# Movie Game



## euRasian32 (May 19, 2005)

This is something we used to play at work on Fridays when I was a peon/serf. We would try to stump the next person by choosing a movie link that didn't have many stars to associate, but we can try to make it everlasting.

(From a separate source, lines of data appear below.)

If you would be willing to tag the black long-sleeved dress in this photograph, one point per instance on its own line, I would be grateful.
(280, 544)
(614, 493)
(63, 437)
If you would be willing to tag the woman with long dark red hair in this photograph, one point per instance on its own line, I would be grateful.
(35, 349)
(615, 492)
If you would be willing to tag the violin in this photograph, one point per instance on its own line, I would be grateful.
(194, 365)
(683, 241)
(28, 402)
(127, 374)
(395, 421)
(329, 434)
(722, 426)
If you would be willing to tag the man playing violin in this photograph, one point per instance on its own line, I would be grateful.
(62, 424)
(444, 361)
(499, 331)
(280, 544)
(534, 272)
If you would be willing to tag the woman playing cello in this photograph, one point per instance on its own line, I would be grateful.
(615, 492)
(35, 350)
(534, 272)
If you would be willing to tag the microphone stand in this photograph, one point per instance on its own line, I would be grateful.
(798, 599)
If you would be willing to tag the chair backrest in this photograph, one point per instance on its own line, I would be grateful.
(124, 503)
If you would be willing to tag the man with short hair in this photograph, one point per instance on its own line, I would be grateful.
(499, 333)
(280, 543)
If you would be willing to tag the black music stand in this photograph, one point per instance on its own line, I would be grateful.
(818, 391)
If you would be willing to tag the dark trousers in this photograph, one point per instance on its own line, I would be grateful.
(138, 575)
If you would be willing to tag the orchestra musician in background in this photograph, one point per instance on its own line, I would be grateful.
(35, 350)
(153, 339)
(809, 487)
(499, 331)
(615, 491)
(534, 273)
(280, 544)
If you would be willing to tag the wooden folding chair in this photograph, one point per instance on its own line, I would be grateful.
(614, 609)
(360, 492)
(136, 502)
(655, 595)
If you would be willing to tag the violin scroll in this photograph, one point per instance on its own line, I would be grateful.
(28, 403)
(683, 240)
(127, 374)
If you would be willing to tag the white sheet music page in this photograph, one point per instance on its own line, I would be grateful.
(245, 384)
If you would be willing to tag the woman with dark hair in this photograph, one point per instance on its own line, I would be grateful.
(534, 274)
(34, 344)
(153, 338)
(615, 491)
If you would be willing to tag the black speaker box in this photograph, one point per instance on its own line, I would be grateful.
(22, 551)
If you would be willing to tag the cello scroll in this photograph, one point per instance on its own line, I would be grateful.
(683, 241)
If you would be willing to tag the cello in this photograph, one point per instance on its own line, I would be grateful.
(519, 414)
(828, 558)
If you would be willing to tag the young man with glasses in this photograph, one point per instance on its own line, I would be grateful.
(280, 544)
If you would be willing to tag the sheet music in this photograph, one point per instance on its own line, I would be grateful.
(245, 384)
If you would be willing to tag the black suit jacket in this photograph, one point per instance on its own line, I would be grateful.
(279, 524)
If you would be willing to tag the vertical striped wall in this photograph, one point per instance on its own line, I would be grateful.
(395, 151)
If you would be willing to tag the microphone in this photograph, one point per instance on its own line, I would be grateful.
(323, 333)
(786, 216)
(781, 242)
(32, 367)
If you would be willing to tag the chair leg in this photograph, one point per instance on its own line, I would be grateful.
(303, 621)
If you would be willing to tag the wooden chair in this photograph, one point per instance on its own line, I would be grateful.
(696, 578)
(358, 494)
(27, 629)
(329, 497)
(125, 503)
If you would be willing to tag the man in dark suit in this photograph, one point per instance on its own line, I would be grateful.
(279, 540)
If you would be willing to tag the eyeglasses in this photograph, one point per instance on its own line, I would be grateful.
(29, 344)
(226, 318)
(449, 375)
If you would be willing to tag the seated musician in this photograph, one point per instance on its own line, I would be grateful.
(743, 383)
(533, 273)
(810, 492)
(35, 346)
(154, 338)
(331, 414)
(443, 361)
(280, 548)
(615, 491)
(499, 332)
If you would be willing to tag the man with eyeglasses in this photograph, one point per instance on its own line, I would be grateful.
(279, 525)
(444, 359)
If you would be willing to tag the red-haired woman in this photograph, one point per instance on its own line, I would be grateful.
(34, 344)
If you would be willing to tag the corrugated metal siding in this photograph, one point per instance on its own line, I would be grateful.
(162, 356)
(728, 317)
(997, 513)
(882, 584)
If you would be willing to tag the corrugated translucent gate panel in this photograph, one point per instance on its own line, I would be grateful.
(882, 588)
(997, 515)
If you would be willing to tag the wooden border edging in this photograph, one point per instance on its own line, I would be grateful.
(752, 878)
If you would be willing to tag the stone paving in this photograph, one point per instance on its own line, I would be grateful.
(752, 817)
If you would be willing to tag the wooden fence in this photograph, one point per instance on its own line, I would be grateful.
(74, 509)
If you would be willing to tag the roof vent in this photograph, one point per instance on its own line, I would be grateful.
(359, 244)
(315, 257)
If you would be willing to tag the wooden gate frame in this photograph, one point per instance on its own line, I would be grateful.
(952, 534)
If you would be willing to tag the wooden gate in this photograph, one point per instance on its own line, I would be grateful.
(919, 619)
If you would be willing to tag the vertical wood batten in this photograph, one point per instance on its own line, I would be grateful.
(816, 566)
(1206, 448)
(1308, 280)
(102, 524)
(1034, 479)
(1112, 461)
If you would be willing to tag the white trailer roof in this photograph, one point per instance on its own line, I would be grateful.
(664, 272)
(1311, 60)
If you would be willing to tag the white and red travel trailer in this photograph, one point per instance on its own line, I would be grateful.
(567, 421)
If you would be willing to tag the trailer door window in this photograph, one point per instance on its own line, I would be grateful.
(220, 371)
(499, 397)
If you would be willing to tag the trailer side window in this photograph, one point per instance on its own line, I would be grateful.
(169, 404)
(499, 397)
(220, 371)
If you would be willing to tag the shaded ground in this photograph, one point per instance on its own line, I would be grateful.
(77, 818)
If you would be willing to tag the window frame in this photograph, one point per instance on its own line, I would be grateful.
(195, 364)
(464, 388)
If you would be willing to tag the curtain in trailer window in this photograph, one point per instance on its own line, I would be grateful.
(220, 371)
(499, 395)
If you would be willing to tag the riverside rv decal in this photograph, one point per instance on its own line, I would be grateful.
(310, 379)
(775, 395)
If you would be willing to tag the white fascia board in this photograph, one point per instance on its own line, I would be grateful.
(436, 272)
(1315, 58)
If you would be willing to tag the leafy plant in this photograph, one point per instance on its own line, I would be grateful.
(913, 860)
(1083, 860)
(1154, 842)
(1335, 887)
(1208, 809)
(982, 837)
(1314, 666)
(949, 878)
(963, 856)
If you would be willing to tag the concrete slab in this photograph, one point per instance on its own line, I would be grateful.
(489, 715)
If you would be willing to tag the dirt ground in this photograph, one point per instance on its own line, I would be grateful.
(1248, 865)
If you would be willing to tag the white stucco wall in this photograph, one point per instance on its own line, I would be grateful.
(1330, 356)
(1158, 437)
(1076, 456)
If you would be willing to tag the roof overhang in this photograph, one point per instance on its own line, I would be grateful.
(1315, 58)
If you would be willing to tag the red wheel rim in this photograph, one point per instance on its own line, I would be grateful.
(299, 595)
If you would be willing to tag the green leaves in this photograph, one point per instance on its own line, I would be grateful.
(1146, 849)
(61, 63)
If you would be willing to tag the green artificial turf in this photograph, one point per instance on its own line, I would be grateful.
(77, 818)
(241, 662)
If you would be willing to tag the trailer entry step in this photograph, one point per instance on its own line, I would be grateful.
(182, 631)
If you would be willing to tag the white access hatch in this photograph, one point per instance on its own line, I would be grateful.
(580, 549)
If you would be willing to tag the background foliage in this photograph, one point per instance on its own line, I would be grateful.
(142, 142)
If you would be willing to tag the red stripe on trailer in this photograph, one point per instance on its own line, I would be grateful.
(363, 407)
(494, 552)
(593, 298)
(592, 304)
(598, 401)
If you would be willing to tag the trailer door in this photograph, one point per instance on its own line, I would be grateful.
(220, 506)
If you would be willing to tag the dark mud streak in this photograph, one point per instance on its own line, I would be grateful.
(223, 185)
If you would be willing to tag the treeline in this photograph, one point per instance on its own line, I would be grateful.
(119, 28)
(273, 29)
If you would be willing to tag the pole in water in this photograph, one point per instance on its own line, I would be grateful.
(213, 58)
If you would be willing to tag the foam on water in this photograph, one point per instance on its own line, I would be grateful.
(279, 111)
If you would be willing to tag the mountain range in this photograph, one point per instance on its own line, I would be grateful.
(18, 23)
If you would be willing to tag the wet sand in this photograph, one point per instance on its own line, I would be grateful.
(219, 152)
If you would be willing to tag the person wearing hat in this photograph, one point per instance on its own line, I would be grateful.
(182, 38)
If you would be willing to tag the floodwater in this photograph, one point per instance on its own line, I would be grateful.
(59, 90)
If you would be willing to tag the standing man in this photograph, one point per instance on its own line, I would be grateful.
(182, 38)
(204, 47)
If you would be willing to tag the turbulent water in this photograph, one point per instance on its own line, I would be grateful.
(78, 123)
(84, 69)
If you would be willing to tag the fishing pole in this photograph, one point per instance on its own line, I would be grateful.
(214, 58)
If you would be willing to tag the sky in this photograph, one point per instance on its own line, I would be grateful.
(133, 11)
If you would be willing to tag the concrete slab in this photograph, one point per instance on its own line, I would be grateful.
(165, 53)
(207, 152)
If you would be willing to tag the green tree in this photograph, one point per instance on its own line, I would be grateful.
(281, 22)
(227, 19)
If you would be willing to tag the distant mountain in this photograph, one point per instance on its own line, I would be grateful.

It's kinda like the Six Degrees of Kevin Bacon game.

How to play:
A movie is named, and the next person has to name another movie and the actor/actress that links the two movies together.
Rules:
Don't go past the '80s.
Avoid movies where an actor/actress does a voice for a character.

_Example_;
BillyBob: Tank Girl
JoeShmoe: Point Break, Lori Petty
CurlySue: Speed, Keanu Reeves
BillyBob: 28 days, Sandra Bullock
JoeShmoe: LOTR, Viggo Mortensen
CurlySue: Sin City, Elijah Wood


----------



## euRasian32 (May 19, 2005)

Kill Bill Vol 1


----------



## Guest (Aug 19, 2005)

Terrentino fan? 

Pulp Fiction, Uma Thurman


----------



## Lexus (Jan 19, 2005)

John Travolta, Grease


----------



## euRasian32 (May 19, 2005)

Stockard Channing, Practical Magic


----------